Two of those associated programs include a national canned food drive project called CAN™.  CAN makes it possible for any community, large or small to gain the resources to coordinate, hold, and distribute a canned food drive for those in need.

The second program is a recursive composting program where communities are provided with receptacles for composting their food and yard waste. The resulting compost will be collected and distributed to garden-share areas or local farms to use for growing new crops, and providing them back to those same communities.

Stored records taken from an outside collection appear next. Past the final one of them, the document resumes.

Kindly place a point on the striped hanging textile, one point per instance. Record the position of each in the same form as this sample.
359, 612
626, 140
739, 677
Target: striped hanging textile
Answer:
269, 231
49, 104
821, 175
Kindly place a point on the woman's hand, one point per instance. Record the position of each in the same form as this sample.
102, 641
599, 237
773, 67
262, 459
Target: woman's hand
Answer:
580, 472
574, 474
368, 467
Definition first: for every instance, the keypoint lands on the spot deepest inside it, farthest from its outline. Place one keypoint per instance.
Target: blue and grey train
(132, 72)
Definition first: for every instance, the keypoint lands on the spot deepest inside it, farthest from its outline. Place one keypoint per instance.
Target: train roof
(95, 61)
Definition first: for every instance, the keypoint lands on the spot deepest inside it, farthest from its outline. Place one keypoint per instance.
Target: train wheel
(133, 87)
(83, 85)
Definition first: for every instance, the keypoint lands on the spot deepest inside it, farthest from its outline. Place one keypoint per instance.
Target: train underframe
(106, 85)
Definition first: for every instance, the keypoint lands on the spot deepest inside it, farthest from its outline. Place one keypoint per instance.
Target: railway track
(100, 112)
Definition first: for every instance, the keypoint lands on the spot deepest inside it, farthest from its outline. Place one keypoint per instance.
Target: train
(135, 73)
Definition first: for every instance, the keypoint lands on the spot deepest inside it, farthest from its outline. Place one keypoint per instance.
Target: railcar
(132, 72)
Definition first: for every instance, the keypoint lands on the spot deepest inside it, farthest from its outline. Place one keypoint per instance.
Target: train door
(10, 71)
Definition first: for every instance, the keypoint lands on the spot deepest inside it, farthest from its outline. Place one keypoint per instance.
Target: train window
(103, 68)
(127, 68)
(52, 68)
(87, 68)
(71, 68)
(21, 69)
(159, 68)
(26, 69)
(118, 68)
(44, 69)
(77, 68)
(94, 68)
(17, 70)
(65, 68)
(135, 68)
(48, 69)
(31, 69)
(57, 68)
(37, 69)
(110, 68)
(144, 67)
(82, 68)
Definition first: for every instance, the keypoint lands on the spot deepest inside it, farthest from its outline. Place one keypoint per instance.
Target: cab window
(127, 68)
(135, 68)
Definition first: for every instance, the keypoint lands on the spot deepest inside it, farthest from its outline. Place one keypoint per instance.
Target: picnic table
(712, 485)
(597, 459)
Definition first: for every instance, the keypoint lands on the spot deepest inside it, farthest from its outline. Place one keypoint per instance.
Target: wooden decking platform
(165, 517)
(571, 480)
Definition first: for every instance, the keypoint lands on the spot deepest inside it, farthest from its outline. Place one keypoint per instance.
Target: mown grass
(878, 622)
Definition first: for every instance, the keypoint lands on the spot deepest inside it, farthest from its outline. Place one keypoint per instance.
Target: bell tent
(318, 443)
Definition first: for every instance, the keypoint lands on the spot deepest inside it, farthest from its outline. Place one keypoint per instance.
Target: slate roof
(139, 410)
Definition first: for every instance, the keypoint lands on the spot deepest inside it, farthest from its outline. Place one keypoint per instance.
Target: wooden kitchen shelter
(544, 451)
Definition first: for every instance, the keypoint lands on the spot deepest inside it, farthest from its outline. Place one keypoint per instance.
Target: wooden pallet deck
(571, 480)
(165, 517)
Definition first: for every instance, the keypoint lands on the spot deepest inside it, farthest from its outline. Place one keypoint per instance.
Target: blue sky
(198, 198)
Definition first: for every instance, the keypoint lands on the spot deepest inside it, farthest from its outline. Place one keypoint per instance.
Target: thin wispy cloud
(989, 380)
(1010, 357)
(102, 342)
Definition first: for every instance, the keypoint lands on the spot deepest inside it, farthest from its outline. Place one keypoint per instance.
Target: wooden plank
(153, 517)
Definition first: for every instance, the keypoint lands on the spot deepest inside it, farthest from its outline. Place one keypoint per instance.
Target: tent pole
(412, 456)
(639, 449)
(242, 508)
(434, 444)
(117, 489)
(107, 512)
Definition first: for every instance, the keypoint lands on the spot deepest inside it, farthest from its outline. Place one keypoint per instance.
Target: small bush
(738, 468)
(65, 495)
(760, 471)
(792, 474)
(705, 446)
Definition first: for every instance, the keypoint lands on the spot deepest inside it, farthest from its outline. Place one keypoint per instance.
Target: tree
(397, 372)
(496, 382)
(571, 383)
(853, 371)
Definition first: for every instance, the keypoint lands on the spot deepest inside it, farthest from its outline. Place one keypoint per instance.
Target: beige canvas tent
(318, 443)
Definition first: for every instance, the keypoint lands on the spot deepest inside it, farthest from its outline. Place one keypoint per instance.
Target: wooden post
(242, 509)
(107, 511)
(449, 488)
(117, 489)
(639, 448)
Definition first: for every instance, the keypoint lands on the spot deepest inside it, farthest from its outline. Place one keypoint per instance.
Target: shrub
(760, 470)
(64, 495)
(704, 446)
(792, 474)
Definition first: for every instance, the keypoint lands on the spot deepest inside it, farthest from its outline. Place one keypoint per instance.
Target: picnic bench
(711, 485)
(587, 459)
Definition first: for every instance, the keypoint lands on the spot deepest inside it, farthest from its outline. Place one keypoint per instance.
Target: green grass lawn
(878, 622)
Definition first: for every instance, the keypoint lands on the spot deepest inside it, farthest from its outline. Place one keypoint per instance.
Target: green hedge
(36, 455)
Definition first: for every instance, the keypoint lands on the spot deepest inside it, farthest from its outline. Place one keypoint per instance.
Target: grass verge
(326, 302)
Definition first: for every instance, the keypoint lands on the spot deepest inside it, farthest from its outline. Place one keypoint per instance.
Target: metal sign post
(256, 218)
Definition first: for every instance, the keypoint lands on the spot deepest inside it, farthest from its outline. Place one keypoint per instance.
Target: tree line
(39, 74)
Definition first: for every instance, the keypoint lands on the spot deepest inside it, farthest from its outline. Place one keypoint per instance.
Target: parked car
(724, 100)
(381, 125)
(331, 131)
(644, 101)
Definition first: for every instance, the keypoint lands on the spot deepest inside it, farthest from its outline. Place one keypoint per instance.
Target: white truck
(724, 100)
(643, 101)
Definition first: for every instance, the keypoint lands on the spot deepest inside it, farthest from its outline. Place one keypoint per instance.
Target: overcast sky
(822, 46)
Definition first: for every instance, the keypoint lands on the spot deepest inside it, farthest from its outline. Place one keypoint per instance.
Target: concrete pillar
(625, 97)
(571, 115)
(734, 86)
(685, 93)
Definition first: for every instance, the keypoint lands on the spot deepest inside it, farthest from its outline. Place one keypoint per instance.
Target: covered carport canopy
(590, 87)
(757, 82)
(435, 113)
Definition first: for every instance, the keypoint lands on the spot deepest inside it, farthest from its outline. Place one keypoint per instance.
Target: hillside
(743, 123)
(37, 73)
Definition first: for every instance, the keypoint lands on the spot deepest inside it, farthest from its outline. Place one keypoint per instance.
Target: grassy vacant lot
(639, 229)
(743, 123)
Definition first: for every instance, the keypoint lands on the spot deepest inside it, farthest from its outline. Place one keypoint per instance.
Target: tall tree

These two programs often work in conjunction, gathering food stuffs to distribute, while educated community members on how to reduce and reuse the food waste they generate, turning it back to the community in the form of clean, affordable, healthy produce.


 

CAN™

From groceries to garden-share produce, from essentials, toiletries, and clothes to healthcare supplies and medicine, this reusable bag can be used for anything you like, and the proceeds of which will go to help communities receive just about everything else.

 

 

Throw & Grow™

A compost program for everyone. Throw & Grow provides bins and educational material on how to compost your family's food and yard waste. Coordinated through Copia, participants have their compost collected and compiled into a regional compost site, where it is provided to local farmers and garden-share programs. This reduced cost fertilizer helps local growers grow more food, and keep it local, providing it to the same communities at the same low cost.

Throw & Grow was implemented as a zero-waste initative for Columbia, MO Public Works to work on both community composting offerings in addition to the trash and recycling services already provided, and an energy-saving measure to either use some biofuels gathered through the program, like yard waste, for one of the city's power reactors, while food-waste went to local composts.